Weir's response was immediate and unambiguous. "I think you and me are kind of on the same wavelength there when it comes to fiction writing," he said. "I never put any politics or messaging in any of my stories at all. There's no deeper meaning; there isn't even any symbolism, even non-political. There's just no symbolism at all. My books are just purely to entertain."
Weir added. "You don't have to worry about the message."
That's a best-selling author of two major Hollywood adaptations - The Martian and now Project Hail Mary - telling an audience of millions that the secret ingredient is the absence of an agenda. Not diversity hires. Not carefully calibrated representation metrics. Not a third-act monologue about social justice. Just a story, told well, about humans trying to survive.This is why Andy Weir will always be one of my favorite authors. His goal is to entertain, not lecture. pic.twitter.com/5KmvOvf8c4
— Lily* (@300mirrors) March 24, 2026
The contrast with HBO Max's upcoming Harry Potter series couldn't be clearer. Last week, the teaser trailer for the first season dropped, and the internet promptly caught fire over the casting of Paapa Essiedu - a black actor - as Severus Snape. The show had been pitched as a more faithful adaptation of J.K. Rowling's novels than the original eight films were able to be.

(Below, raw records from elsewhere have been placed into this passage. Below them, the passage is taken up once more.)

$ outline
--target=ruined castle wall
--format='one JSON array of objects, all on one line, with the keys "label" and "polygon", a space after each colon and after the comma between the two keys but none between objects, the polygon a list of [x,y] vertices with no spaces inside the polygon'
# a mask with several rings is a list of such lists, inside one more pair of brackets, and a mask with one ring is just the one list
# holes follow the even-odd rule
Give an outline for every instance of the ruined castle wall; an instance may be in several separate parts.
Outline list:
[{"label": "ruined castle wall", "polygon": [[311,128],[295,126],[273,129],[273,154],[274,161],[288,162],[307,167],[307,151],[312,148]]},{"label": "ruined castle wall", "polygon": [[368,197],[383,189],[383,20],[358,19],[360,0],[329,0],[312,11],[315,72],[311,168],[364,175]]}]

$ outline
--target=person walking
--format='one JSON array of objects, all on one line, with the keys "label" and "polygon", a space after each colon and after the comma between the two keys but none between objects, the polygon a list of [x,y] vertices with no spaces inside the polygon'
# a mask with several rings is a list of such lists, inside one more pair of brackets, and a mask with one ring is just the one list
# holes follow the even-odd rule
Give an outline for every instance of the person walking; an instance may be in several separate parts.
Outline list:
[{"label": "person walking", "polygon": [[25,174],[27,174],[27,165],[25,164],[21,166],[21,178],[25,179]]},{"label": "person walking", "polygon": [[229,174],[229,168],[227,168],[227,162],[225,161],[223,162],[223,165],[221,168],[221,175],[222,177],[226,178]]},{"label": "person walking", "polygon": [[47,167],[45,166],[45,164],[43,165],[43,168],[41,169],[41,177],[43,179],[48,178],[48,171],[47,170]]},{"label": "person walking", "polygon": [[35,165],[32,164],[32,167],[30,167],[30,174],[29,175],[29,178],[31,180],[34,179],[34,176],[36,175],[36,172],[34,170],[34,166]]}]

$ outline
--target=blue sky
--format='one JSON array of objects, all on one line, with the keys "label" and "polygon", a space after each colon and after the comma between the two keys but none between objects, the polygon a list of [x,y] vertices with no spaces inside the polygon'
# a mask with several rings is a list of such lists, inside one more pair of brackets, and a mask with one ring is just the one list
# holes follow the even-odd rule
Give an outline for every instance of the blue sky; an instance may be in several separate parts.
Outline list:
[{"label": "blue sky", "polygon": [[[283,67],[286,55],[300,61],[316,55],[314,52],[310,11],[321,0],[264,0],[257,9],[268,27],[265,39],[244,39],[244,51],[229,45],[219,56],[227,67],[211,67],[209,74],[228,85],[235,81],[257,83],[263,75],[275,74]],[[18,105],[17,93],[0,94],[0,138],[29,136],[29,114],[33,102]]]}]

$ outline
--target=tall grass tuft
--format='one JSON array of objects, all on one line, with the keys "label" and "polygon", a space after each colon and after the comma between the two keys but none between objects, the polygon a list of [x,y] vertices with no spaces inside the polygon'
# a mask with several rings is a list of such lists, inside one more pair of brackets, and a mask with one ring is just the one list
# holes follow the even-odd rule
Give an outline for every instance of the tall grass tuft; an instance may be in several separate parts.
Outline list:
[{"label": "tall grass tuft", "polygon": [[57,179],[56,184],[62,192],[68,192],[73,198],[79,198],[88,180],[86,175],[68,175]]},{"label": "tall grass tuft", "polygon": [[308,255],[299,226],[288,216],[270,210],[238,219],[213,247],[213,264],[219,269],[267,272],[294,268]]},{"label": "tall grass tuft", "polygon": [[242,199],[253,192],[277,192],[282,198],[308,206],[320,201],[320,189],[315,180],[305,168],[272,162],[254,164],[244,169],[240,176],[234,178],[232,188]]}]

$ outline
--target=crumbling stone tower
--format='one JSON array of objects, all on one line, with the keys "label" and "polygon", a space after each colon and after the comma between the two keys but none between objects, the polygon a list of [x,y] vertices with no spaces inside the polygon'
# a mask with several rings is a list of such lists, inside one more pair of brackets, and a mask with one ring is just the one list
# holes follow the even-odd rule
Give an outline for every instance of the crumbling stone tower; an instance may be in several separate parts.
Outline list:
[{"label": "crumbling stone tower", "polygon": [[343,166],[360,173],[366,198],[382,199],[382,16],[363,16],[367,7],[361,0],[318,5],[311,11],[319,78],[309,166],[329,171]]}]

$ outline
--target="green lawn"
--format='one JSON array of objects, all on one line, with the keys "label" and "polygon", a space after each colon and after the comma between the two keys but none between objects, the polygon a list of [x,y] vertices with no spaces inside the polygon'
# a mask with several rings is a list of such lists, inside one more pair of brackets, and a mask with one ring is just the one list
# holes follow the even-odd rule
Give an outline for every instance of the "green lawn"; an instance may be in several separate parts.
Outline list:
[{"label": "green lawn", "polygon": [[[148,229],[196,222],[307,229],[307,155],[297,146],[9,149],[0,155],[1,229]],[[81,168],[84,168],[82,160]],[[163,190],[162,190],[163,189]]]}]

But upon the announcement of Essiedu’s casting, fans quickly pointed to original illustrations and decades of book descriptions of Snape, and realized this was not going to be a faithful adaptation of the novels.
Following the release of the trailer, social media has been flooded with "Black Snape" memes, AI-generated edits, and videos, many lamenting how certain Harry Potter storylines and character dynamics will land differently because of the race swap. The conversation about the new series has become almost entirely about casting politics and DEI, rather than storytelling.
That's exactly what Project Hail Mary avoided. Directors Phil Lord and Chris Miller, and a production that respected its source material, delivered a film people actually wanted to see.
Hollywood has a template now. It's not complicated. Serve the audience, not the agenda. The question isn't whether the lesson is available. It's whether Hollywood is willing to hear it.